In the lead-up to the showcase, she had sent it as part of a gift package to teams across the league, noting that she wanted to make the sweatshirt its signature item. She fed it to celebrities like Gabrielle Union, Robin Roberts, Charlamagne tha God and Vivica A. Fox, all contacts of hers who were already supporters of the W. And she gave it away to fans at events.

But it wasn’t until Aces star A’ja Wilson wore it while injured and watching courtside at a game vs. the Sun later that August that players around the league saw it prominently displayed. “And that’s what started the frenzy,” Jones says.

Throughout her year and a half at the WNBA, Jones became the league’s “bag lady,” a term she uses endearingly. She brought merchandise to the All-Star Game in Las Vegas and 100 hoodies to NBA All-Star weekend in Chicago, leaving the city empty-handed. In October 2019, Bryant took a meeting at the WNBA office in New York City, where Jones handed him three bags of swag for himself; his newborn, Capri; and the rest of his family. She never thought he’d wear the league’s signature piece.

When Bryant donned the hoodie at the Lakers-Mavericks game, sales of the pullover spiked. After his and Gianna’s sudden deaths in January 2020, it popped off again. The image of Bryant wearing the WNBA hoodie with Gianna courtside became plastered across stories on the relationship between the two of them and his passion for women’s basketball.

“It was just a fan thing before he wore it,” says Jones, who is no longer with the WNBA and is now self-employed as a social media and marketing consultant. “But when Kobe wore it, it became a fashion statement.”

Interest in the hoodie surged yet again last summer as ESPN worked with the W to seed the NBA bubble with the more than 140 pullovers. Players like LeBron James and CJ McCollum, two longtime public supporters of the W, wore it, and NBA teams used their social media accounts to help promote the beginning of the league’s season. Other stars across sports like four-time major tennis champion Naomi Osaka sported it, as did Saints All-Pro wide receiver Michael Thomas.

This spring, the league unveiled a distinguishing 25th-season logo, featuring an orange silhouette next to the roman numerals for 20 and four tally marks with a line through them.
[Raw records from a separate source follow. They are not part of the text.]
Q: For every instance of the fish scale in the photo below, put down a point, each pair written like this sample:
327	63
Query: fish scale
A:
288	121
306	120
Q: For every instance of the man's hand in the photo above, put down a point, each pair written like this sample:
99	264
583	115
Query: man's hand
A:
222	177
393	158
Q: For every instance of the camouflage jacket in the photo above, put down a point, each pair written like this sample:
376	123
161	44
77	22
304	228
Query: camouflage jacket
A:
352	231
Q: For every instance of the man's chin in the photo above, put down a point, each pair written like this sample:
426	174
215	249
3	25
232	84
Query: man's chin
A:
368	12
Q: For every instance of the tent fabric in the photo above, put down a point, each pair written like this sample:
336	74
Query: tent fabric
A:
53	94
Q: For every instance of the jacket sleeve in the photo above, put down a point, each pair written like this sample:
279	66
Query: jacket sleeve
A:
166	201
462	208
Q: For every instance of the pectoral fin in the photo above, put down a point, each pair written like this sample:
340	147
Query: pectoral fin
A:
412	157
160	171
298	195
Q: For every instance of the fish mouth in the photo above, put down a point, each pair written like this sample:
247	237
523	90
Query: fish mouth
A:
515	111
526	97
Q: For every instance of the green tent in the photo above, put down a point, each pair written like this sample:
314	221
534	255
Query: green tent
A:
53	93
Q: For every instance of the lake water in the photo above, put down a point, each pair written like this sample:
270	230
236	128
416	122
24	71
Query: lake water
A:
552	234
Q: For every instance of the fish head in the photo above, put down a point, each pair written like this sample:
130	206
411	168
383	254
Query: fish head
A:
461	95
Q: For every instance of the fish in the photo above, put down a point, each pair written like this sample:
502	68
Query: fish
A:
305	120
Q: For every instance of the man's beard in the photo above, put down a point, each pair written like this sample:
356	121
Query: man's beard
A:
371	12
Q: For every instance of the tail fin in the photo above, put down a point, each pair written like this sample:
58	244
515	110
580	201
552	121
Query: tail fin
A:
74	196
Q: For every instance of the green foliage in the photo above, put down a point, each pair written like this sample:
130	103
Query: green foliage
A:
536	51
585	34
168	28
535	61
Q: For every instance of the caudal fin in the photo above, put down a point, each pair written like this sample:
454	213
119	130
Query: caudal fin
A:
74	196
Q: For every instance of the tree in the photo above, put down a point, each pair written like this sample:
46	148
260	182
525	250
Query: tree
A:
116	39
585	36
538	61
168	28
It also put out a new hoodie, this time in black, with the anniversary logo on it, as well as new jerseys, to commemorate the occasion. Amid all these initiatives, Engelbert still sees room to grow the individual profiles of teams and players.

“It also highlights [that] we need to elevate these rivalries and get people to know who our teams are, what cities we’re in,” she says. “To me it’s an indication that we have to work harder at elevating our team recognition and I think, you’re gonna see in the 25th season some real progress on that.”